Egelric’s bedroom had a single window through which the sun never shone. It faced east, but the sheer wall of rock behind the castle rose up only a few dozen yards beyond it. Thus Egelric had learned to measure the hour of the morning not by the brightness nor by the angle of the light, but by its color.
Now the light was a coral pink which he only ever saw on Sundays. He did not rise early on Sundays, for the chapel in his castle was of even less use to him than the window of his bedroom.
It was Sunday light, but it was not Sunday. This realization came to him when he tried to roll over and found his body aching in unaccustomed ways, and more definitely when he saw the quiet form of a girl beside him in the bed, as pink and lustrous in the Sunday light as the curving heart of a shell.
She did not seem the same girl in her sleep. Asleep she was only small and innocent, like an infant version of herself. Without her bold laughter, with her brazen eyes closed, she seemed a gentle lady, incapable of harm.
But he had not needed to see her sleeping to know that she was not the girl he had thought. He had been fooled, but not in the way men were usually fooled. He had found her either a virgin or an irrefutable simulacrum of virginity. He had found her either as innocent as a child or as artful as a serpent. He had found her either a virtuous lady or a scheming jade. One way or another, he had been fooled. What was certain was that she was not what she had seemed to him the evening before.
Now he had only the sweetly sleeping girl in his sight, and so he could begin to believe that her desire to be shown exactly what would please him might simply have been a desire to learn what a woman was supposed to do with a man.

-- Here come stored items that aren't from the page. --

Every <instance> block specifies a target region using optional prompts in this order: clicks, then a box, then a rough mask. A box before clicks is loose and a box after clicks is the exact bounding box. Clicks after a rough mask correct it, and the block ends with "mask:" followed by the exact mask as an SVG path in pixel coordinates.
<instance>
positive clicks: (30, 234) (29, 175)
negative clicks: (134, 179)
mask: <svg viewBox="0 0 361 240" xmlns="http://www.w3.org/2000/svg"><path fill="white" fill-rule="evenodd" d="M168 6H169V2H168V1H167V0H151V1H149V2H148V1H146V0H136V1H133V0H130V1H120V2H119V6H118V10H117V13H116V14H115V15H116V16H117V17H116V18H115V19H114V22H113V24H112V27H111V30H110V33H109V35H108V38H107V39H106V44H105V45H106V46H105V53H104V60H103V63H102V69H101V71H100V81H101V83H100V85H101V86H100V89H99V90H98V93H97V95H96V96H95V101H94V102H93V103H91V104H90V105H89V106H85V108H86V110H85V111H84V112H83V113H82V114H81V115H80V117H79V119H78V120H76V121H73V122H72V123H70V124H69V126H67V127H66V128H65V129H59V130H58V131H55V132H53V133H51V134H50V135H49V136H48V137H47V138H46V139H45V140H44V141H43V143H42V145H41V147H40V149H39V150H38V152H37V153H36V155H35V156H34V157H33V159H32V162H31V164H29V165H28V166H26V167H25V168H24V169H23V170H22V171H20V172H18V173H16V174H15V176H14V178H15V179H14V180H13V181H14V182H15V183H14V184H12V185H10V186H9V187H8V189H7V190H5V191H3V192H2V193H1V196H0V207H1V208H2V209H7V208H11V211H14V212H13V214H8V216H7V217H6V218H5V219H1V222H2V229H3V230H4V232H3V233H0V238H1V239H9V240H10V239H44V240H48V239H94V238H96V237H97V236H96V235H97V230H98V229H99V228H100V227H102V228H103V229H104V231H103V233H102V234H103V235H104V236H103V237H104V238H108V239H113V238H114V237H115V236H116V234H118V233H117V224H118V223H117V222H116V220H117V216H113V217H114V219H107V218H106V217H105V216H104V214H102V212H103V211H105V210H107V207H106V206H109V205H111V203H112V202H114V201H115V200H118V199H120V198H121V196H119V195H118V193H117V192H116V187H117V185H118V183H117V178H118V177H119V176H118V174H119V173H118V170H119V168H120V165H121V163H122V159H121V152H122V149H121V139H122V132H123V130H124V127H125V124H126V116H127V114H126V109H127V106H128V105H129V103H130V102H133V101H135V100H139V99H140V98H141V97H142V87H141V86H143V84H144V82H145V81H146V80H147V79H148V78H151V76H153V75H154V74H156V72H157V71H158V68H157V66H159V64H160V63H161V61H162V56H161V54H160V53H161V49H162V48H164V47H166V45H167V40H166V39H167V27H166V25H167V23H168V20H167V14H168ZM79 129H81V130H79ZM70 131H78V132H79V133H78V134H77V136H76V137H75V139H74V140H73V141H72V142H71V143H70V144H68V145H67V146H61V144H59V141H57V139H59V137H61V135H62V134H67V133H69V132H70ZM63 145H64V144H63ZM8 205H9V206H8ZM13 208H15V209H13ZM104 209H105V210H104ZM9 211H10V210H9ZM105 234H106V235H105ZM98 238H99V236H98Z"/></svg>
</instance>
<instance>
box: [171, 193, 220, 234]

He thought now that this girl who was so eager to learn new dances, new songs, new languages might simply have wanted him to teach her something she supposed he knew better than Gaelic.
This explanation was one that he could believe and could almost understand. It made her seem human again, and not some strange, chimeric beast, like a spider with butterfly wings. He had found her a virgin, innocent and gentle, motherless and as curious as a child. His deepest regret had become merely that she had not chosen Alred as a teacher.

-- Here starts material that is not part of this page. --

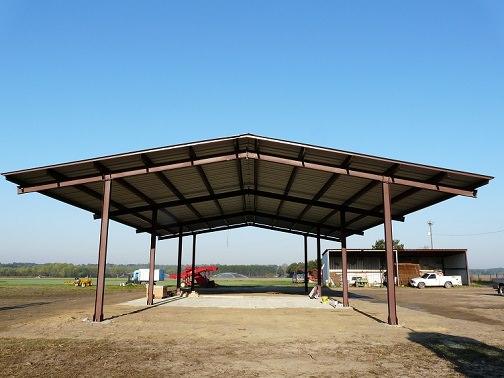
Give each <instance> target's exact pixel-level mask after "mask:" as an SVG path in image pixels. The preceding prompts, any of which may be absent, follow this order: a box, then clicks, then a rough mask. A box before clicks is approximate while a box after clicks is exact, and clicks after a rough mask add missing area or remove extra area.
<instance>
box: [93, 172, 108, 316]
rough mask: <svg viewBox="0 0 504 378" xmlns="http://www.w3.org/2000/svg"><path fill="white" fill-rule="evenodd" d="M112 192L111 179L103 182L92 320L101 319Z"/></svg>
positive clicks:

Now he could lie at ease beside her, merely bemused, and watch her sleep.
He did not generally care for blondes, for they seemed dull and washed-out beside the redheads and the tawny brunettes he favored, but this one was all of a warm and rare gold. Neither did he like small, delicate women, but Lili, despite her size, had a glowing vitality that reassured him that he would not be likely to accidentally break her.
She was indeed a remarkable young woman, he thought. She had fallen in with the wrong man last night, but the right man might yet forgive her that. He only hoped the right man would forgive him.
“Lili,” he murmured.
He began to stroke her cheek with the backs of his fingers, as he usually did to wake a woman, but it seemed to him that even the short hairs on the backs of his fingers were too coarse to touch the cheek of a lady. He had never lain with a lady. He had never had to wake a lady.
Now he didn’t dare touch her. He did not know how he had dared the night before – not once he had learned she was not what she had seemed. Now he only dared say her name, “Lili,” once again, more loudly.
This time she woke. She looked around in apparent confusion, but she had the prudence not to speak until she had remembered where she was and how she had come to be there.
“Your bedroom is not untidy,” she observed.
“I had it straightened while we ate supper.”
“You could have told them to light a fire also.”
“You told me you would be keeping me warm,” he smiled.
“But now I am cold.”
“You never told me I should be keeping you warm.”
“Oh, even so. It is my mistake. Also I am hungry.”
At that instant a loud knock came at the door.
“Oh! Is it breakfast?” she asked.
“Even I am not so untidy as to eat in my bed, Lili.”
She laughed the same merry laugh she had been able to laugh the night before. He had not accidentally broken her. Then he remembered how Alred loved to hear her laugh, and he was ashamed.
“Sir?” It was his steward at the door.
“Enter!” Egelric said and sighed. He supposed he had Ethelwyn to thank for being allowed to sleep late at all, but there was always business early in the morning, and it was not Sunday.
“Sir,” Ethelwyn opened the door slightly and bowed his head inside. “I apologize for disturbing you, but there are two gentlemen here to see you, and they said that if I didn’t wake you, they would do it for me.”
Lili blanched as if all the warm and rare gold had drained out of her. He had never seen her discomposed before that moment.
“Their names, Wyn?” Egelric asked wearily, though he supposed he knew them.
“Sir Raedwald and Sir Friedrich, sir.”